Die Wissenschaftler untersuchten Gensequenzen von ca. 3000 lebenden Menschen aus zehn afrikanischen und vierzig weltweiten, nichtafrikanischen Bevölkerungsgruppen. Mithilfe neuster Methoden untersuchten die Genforscher dann die Unterschiede zwischen den Genabschnitten und zogen so Rückschlüsse darauf, auf welche Vorläufer die heutzutage aktuellen entsprechenden Gene mit großer Wahrscheinlichkeit zurückzuführen sind und wie viele fortpflanzungsfähige Menschen es damals gegeben haben muss.
Die Untersuchungen ergaben, dass vor 930 000 Jahren innerhalb eines kurzen Zeitraumes knapp zwei Drittel der genetischen Vielfalt verloren gegangen sind. Von knapp 100 000 fortpflanzungsfähige der damals auf der Erde lebenden Urmenschen, seien 98,7 Prozent gestorben. Danach hätten im Schnitt 117 000 Jahre lang nur noch 1280 fortpflanzungsfähige Individuen gelebt, bevor vor etwa 813 000 Jahren die Bevölkerungszahlen dann wieder erheblich anstiegen.
Was kann die Ursache diese Dezimierung zum Äußersten gewesen sein? Antworten können heute nur spekulativ ausfallen. Es gibt jedoch einen Zusammenhang zu den damaligen Klimabedingungen, darauf weisen prähistorische Umweltstudien hin. Der genetische Flaschenhals falle nämlich zeitlich mit sehr heftigen klimatischen Veränderungen zusammen. Die Erde kühlte ab, Vergletscherungen nahmen zu und verstärkten sich. Auch die Meerestemperaturen sanken. Es kam zu Dürren. Tiere, von denen sich die Urmenschen ernährt hatten, starben aus.
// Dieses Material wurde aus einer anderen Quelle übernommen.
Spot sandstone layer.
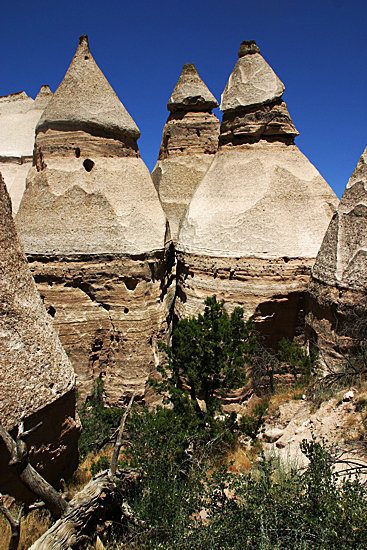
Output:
[0,86,52,214]
[175,41,338,346]
[0,174,80,502]
[16,36,169,403]
[307,148,367,368]
[152,63,219,241]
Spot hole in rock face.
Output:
[83,159,94,172]
[47,306,56,317]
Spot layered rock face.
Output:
[176,41,338,347]
[307,148,367,367]
[152,63,219,241]
[16,36,170,403]
[0,174,80,502]
[0,86,52,215]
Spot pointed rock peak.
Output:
[167,63,218,112]
[0,90,32,102]
[238,40,260,57]
[312,147,367,290]
[0,173,75,427]
[36,84,52,100]
[220,40,285,112]
[34,84,52,109]
[36,34,140,139]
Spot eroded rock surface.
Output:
[16,36,169,403]
[0,174,80,502]
[307,148,367,368]
[152,63,219,241]
[175,41,338,346]
[0,86,52,215]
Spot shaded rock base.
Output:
[28,252,172,405]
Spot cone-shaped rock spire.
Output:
[152,63,219,241]
[0,173,79,500]
[0,86,52,214]
[220,40,285,111]
[176,41,338,345]
[17,35,166,255]
[312,147,367,289]
[306,148,367,372]
[37,35,140,139]
[16,37,169,403]
[167,63,218,112]
[220,40,298,145]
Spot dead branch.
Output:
[30,468,144,550]
[110,394,135,475]
[0,419,68,516]
[0,494,24,550]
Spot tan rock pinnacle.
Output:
[0,174,79,500]
[152,63,219,241]
[176,41,338,345]
[16,36,168,403]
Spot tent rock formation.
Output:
[0,86,52,214]
[16,36,170,403]
[152,63,219,241]
[175,41,338,347]
[307,148,367,368]
[0,173,80,502]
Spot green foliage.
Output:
[123,407,206,548]
[279,338,318,381]
[177,441,367,550]
[121,408,367,550]
[239,402,269,441]
[90,456,111,476]
[152,297,257,424]
[79,378,123,458]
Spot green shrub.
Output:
[151,297,257,436]
[279,338,318,382]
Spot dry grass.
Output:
[0,447,113,550]
[0,505,52,550]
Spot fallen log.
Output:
[30,468,144,550]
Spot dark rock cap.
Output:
[238,40,260,57]
[36,34,140,139]
[167,63,218,112]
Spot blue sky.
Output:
[0,0,367,196]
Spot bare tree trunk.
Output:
[30,469,144,550]
[0,421,68,516]
[0,495,23,550]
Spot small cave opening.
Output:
[47,306,56,317]
[83,159,94,172]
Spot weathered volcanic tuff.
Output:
[0,86,52,214]
[307,148,367,366]
[176,41,338,345]
[0,174,80,501]
[152,63,219,241]
[16,36,170,403]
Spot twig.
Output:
[110,393,135,475]
[0,494,24,550]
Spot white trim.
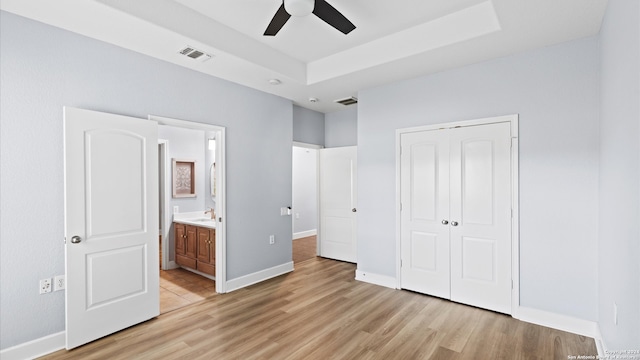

Die vielleicht interessanteste Spekulation: Der genetische Flaschenhals habe sogar dazu beigetragen, langfristig den Homo Sapiens hervorzubringen. Womöglich habe sich damals aus zwei Vorläuferchromosomen das Chromosom Zweigebildet, das Menschen heute von allen anderen noch lebenden Menschenaffen unterscheidet. Diese Änderung habe sich dann vor Zeiten in der kleinen übriggebliebenen Population genetisch durchgesetzt und mit ihr der Urkatastrophe resistente gemeinsame Vorfahre von Homo Sapiens, Neandertalern und Denisovanern.
Offene Fragen bleiben natürlich. Wie ist es den Vormenschen gelungen, überhaupt zu überleben? Denn je kleiner eine Population, desto gefährdeter ist sie ja. Selbst Populationen mit einigen Tausend fortpflanzungsfähigen Individuen laufen Gefahr, auszusterben. Sie ist einfach zu klein, um zu überleben. Die Neandertaler in Europa sind ein Beispiel dafür. Falls das Szenario aus China stimmt, hätten unsere Vorfahren sehr viel Glück gehabt.
(Morgen ist Allerheiligen, Feiertag. Der erste Tag des tristen, grauen, dunklen Novembers. Aber auch ein weiterer Tag einer Lotterieziehung mit Menschen glücksuchender Gene.)